Nell’estate 2004, io e Claudia ci siamo incontrati per una piacevole full-immersion di 3 giorni  riguardante le civette toscane.

Dopo esserci visti al 1° Campo per lo studio della Civetta (che avevo organizzato insieme a Sara Sanetti) io e Claudia ci siamo rivisti in questa piacevolissima occasione.

Una ragazza toscana e fresca dottoressa in Scienze Naturali, Daria Malagigi, aveva ricevuto l’incarico dal  Dipartimento di Biologia Animale e Genetica dell’Università degli Studi di Firenze di evidenziare aspetti legati a modificazioni di suolo ed aria attraverso lo studio di indicatori ornitici affidabili.

Erano state scelte la Rondine Hirundo rustica e la Civetta Athene noctua.

Lo studio doveva realizzarsi in due diverse zone del Mugello ed Alto Mugello aree dove le coltivazioni biologiche e quelle tradizionali avevano creato differenti situazioni e si cercava di comprendere se esistevano differenti tra le due realtà naturali.
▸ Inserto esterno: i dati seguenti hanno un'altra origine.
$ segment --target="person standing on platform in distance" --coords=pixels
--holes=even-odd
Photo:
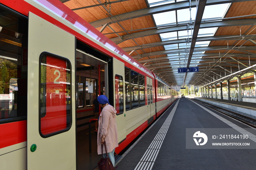
[[[101,145],[105,142],[109,158],[114,167],[115,149],[118,146],[117,127],[116,120],[116,110],[109,104],[108,99],[105,95],[98,97],[98,101],[102,110],[99,118],[98,131],[98,154],[101,154]],[[103,157],[106,157],[105,146],[103,145]]]
[[[102,95],[103,93],[101,92],[100,95]],[[95,119],[99,119],[99,102],[98,101],[98,98],[94,99],[93,102],[93,114],[95,115]],[[95,122],[95,133],[98,132],[98,121],[96,120]]]

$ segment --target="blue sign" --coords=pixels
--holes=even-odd
[[[198,67],[178,68],[178,72],[198,72],[199,71],[199,69]]]

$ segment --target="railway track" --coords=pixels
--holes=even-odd
[[[211,108],[230,117],[233,119],[241,122],[250,126],[256,128],[256,119],[252,118],[243,115],[240,113],[234,112],[230,110],[220,107],[216,105],[202,102],[194,99],[191,99],[193,101],[207,106]]]

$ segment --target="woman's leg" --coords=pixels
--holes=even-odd
[[[110,160],[112,162],[112,164],[113,164],[113,166],[114,167],[115,166],[115,157],[114,153],[115,152],[115,149],[114,149],[111,152],[108,153],[108,155],[109,156],[109,158],[110,159]],[[104,158],[106,158],[107,156],[106,154],[103,154],[103,157]]]

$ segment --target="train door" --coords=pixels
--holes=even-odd
[[[126,137],[125,113],[124,106],[124,63],[113,58],[113,84],[115,90],[114,96],[114,106],[117,111],[116,122],[118,130],[118,142],[120,142]]]
[[[98,118],[97,97],[108,96],[108,58],[77,40],[76,52],[76,166],[94,169],[101,155],[97,152]],[[111,77],[111,76],[110,76]],[[97,105],[98,106],[97,106]]]
[[[27,169],[76,169],[75,37],[30,12]]]
[[[153,91],[152,79],[147,77],[147,119],[148,124],[154,120],[154,109],[153,103]]]

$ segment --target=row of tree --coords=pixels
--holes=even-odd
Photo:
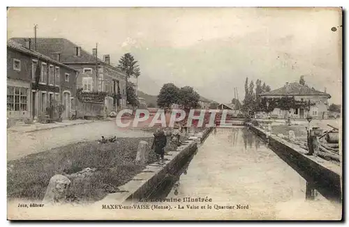
[[[157,104],[160,108],[170,109],[174,104],[184,109],[198,108],[200,95],[193,87],[186,86],[181,88],[172,83],[165,84],[158,95]]]
[[[248,77],[246,77],[245,81],[245,97],[243,101],[242,111],[255,111],[260,105],[261,100],[259,95],[271,90],[270,86],[267,85],[265,82],[262,84],[262,81],[259,79],[255,81],[255,88],[253,81],[251,80],[248,84]]]

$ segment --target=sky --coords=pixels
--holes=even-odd
[[[138,61],[139,90],[158,95],[165,83],[191,86],[230,102],[259,79],[276,89],[304,76],[311,87],[342,100],[342,28],[339,8],[12,8],[8,38],[65,38],[117,64]],[[333,31],[332,28],[336,28]]]

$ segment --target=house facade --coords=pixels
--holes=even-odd
[[[24,42],[23,38],[13,38]],[[110,63],[110,56],[97,56],[97,49],[92,54],[78,45],[64,38],[37,38],[38,52],[52,56],[59,62],[77,70],[79,74],[76,88],[82,93],[106,93],[102,103],[98,101],[77,100],[77,115],[96,116],[108,114],[126,107],[126,75]]]
[[[295,101],[309,103],[306,107],[293,107],[290,110],[283,110],[274,108],[270,112],[272,116],[278,118],[284,118],[287,116],[288,111],[290,111],[295,118],[306,118],[308,115],[317,119],[328,118],[328,99],[331,95],[326,93],[319,91],[313,88],[302,85],[299,83],[286,83],[284,86],[261,93],[261,98],[279,99],[283,97],[293,97]],[[260,112],[258,114],[265,116],[266,113]]]
[[[36,84],[38,64],[40,72]],[[24,45],[8,40],[8,118],[23,121],[44,116],[52,99],[64,104],[62,118],[68,118],[75,109],[77,75],[77,71],[73,68],[34,51],[29,40]]]

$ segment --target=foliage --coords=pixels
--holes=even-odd
[[[332,104],[329,105],[329,111],[332,112],[341,113],[341,104],[335,104],[332,103]]]
[[[126,98],[128,104],[130,104],[133,107],[138,107],[140,105],[140,102],[138,101],[138,98],[135,95],[133,83],[128,82],[126,84]]]
[[[218,106],[219,105],[219,103],[216,102],[212,102],[209,104],[209,109],[217,109]]]
[[[81,102],[101,102],[104,103],[104,100],[107,97],[107,93],[105,91],[84,92],[82,88],[78,88],[76,91],[76,97]]]
[[[179,88],[172,83],[163,85],[158,95],[157,104],[160,108],[170,108],[179,102]]]
[[[139,72],[139,65],[137,63],[138,61],[135,60],[133,56],[131,53],[126,53],[119,60],[117,67],[126,74],[127,78],[131,76],[138,77],[140,72]]]
[[[151,102],[151,103],[148,104],[148,107],[149,108],[155,108],[156,106],[154,103]]]
[[[194,91],[193,87],[186,86],[181,88],[179,91],[179,104],[184,109],[198,108],[199,104],[200,95]]]
[[[239,101],[239,100],[235,97],[232,100],[232,104],[234,104],[237,108],[239,108],[241,107],[240,101]]]
[[[56,110],[57,111],[59,118],[61,118],[62,114],[66,110],[66,107],[64,107],[64,105],[63,104],[59,103],[56,107]]]
[[[258,110],[270,113],[274,109],[279,108],[282,110],[289,110],[290,109],[304,108],[306,110],[310,109],[310,107],[315,105],[314,102],[308,101],[296,100],[295,97],[283,97],[281,98],[268,98],[261,99]]]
Chiamato da Daria peruna consulenza sulle tecniche di ricerca della Civetta, mi sono recato in Toscana. Insieme a Claudia siamo stati ospiti a casa della gentilissima Daria, che ci ha mostrato le bellezze naturali e storiche del Mugello oltre ad accompagnarci in splendidi scenari di questa terra ove civette e barbagianni regnano incontrastati nei cieli notturni!
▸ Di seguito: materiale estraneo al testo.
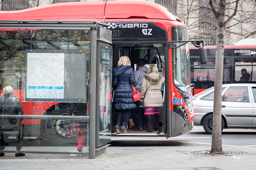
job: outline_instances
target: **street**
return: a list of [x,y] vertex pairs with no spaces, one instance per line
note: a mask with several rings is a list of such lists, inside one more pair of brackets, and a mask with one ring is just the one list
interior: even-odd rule
[[[88,156],[26,154],[0,158],[0,170],[254,170],[256,130],[224,130],[220,155],[207,154],[212,136],[201,126],[186,135],[164,137],[112,137],[106,151],[90,160]],[[68,149],[68,148],[67,148]]]
[[[255,147],[256,141],[256,130],[224,129],[222,133],[223,146]],[[209,149],[211,144],[212,135],[206,134],[201,126],[195,126],[188,134],[167,140],[166,137],[112,137],[111,142],[112,147],[209,146]]]

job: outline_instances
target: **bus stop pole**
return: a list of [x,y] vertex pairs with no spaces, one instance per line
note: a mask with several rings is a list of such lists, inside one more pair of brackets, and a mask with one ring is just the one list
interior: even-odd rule
[[[92,28],[93,29],[93,28]],[[96,36],[97,31],[90,31],[90,129],[89,129],[89,159],[95,159],[95,138],[96,119]]]

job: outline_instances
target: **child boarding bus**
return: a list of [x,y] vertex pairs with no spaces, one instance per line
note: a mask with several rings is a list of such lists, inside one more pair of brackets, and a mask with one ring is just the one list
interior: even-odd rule
[[[195,94],[214,86],[216,46],[205,47],[206,64],[200,64],[198,49],[190,47],[190,50],[191,79],[194,83]],[[225,46],[224,62],[223,84],[256,82],[256,76],[254,75],[256,71],[256,46]]]
[[[192,41],[188,41],[185,24],[167,8],[143,1],[66,2],[1,11],[0,19],[0,89],[13,87],[14,95],[22,101],[24,115],[50,118],[50,120],[23,120],[24,137],[40,137],[57,144],[70,140],[72,138],[65,134],[69,122],[54,119],[52,115],[68,115],[74,102],[82,102],[83,115],[90,117],[92,113],[89,110],[90,100],[94,97],[96,98],[96,134],[102,134],[103,139],[114,132],[117,114],[108,95],[112,69],[122,56],[130,58],[135,70],[139,59],[144,59],[146,66],[156,64],[166,79],[162,88],[161,130],[146,134],[169,138],[188,133],[193,128],[193,87],[188,43]],[[112,31],[112,45],[102,42],[97,46],[92,44],[90,33],[92,33],[93,29],[79,27],[82,22],[95,21],[104,23],[106,29]],[[70,23],[72,26],[66,26]],[[192,42],[198,47],[201,42]],[[91,53],[96,49],[100,54],[97,58],[92,58]],[[62,62],[50,67],[56,60]],[[96,61],[96,68],[90,65],[94,61]],[[64,71],[58,71],[60,68]],[[92,72],[94,69],[95,77]],[[46,77],[54,81],[52,82]],[[80,81],[86,77],[85,82]],[[96,83],[90,84],[94,78]],[[48,85],[57,82],[62,84],[56,85],[54,90]],[[94,88],[96,89],[96,94],[92,92]],[[82,96],[81,92],[84,89],[86,93]],[[44,98],[46,91],[48,100],[41,100],[40,95]],[[54,93],[52,98],[50,93]],[[62,97],[54,97],[54,93]],[[127,135],[139,133],[130,131]]]

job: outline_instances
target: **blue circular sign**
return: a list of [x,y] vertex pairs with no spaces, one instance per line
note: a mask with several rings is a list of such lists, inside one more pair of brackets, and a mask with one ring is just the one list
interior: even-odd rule
[[15,98],[16,99],[18,99],[18,98],[17,97],[17,96],[16,96],[16,95],[13,95],[12,96],[12,98]]
[[177,104],[178,103],[178,98],[174,97],[174,98],[172,99],[172,103],[174,103],[174,104]]
[[183,102],[184,102],[184,100],[183,100],[182,98],[180,98],[180,100],[178,101],[182,105],[183,104]]

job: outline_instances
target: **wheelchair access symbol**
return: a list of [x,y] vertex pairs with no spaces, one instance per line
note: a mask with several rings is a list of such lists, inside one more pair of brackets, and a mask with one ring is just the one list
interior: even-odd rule
[[174,98],[172,99],[172,103],[174,103],[174,104],[177,104],[178,103],[178,98],[174,97]]
[[180,98],[180,100],[178,101],[178,102],[180,102],[180,103],[181,105],[182,105],[183,104],[183,102],[184,102],[184,101],[183,100],[182,98]]

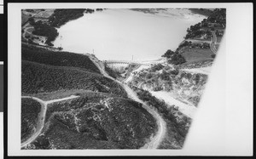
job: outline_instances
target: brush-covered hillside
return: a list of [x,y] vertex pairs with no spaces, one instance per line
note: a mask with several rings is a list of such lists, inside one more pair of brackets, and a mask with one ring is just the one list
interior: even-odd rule
[[154,133],[154,118],[141,104],[88,92],[49,105],[36,149],[138,149]]
[[154,116],[87,55],[25,44],[21,54],[22,96],[47,107],[40,116],[40,104],[22,99],[22,149],[138,149],[157,131]]

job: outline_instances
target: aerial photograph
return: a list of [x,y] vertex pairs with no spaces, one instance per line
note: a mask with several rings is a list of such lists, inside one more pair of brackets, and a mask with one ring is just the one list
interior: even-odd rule
[[22,9],[20,150],[182,150],[225,28],[222,8]]

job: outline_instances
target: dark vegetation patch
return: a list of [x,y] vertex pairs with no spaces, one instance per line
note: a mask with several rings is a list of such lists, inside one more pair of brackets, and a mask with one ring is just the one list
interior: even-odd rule
[[158,99],[148,91],[131,85],[130,87],[137,93],[140,99],[156,109],[166,122],[167,135],[161,144],[160,148],[181,149],[188,133],[191,120],[184,116],[182,119],[178,118],[175,115],[173,106],[168,106],[164,100]]
[[77,67],[61,67],[22,60],[21,88],[26,94],[86,89],[126,96],[115,82]]
[[212,52],[208,48],[185,48],[181,54],[187,62],[212,60]]
[[100,73],[98,68],[88,56],[79,54],[55,52],[37,47],[22,45],[21,59],[22,60],[55,66],[79,67],[90,72]]
[[[90,9],[91,13],[93,9]],[[79,19],[84,16],[85,9],[57,9],[49,18],[49,23],[51,26],[60,27],[65,25],[67,21]]]
[[21,99],[21,142],[32,135],[37,128],[41,105],[32,99]]
[[98,93],[50,104],[45,122],[35,149],[138,149],[157,127],[141,104]]

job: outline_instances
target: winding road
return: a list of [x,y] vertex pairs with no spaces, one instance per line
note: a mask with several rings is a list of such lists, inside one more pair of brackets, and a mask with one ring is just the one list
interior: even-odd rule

Insieme io, Claudia e Daria abbiamo viaggiato per tutto l’alto Mugello di giorno e di notte…tra sterrati , pendii, vecchi casolari e senza dimenticare le deliziose pause gastronomiche….ed gli intermezzi culturali (gita e visita di Firenzuola, all’invaso del Bilancino, allo splendido Castello del Trebbio e alla visita del Centro Rapaci di Vicchio dove ho conosciuto il bravo Marco Banchi che lo gestisce da anni e nel quale ho potuto toccare dal vivo i mitici Gufi di palude!)

Dal punto di vista ornitologico… si è trattato di una visita davvero splendida poiché i siti visitati poiché oggetto di studio da Daria e dall’ateneo toscano erano inseriti in aree collinari molto belli e suggestivi e ricchi di civette. Aldilà della piacevole compagnia di Claudia e Daria, ho potuto vedere ecosistemi colonizzati da civette un pò inconsueti rispetto alle planiziali Padane alle quali ero abituato.

Ricordo la prima sera.

Noi tre ed il silenzio....della notte estiva toscana... i lievi canti di cicale, il cielo stellato.... una lieve brezza ...  almeno sino a quando abbiamo trovato in un crinale incastonato con splendidi casali, steccati e coltivi un bel Barbagianni molto vocifero ed aggressivo e delle civette che hanno risposto alle nostre stimolazioni vocali.

Durante il giorno le nostre uscite erano finalizzate ad interpretare il territorio valutando le potenzialità dello stesso per la diffusione delle civette, cercando di comprendere quali areali di caccia potesse selezionare questo piccolo predatore.

Visitando insieme svariati casali abbandonati abbiamo rinvenuto divertenti resti di festini di riti satanici ma nel contempo abbiamo scovato anche siti riproduttivi di civetta…in particolare nel casolare abbandonata alle spalle di Claudia e Daria nell’immagine proposta.

Uno dei piacevoli ricordi che condivido con la carissima Claudia!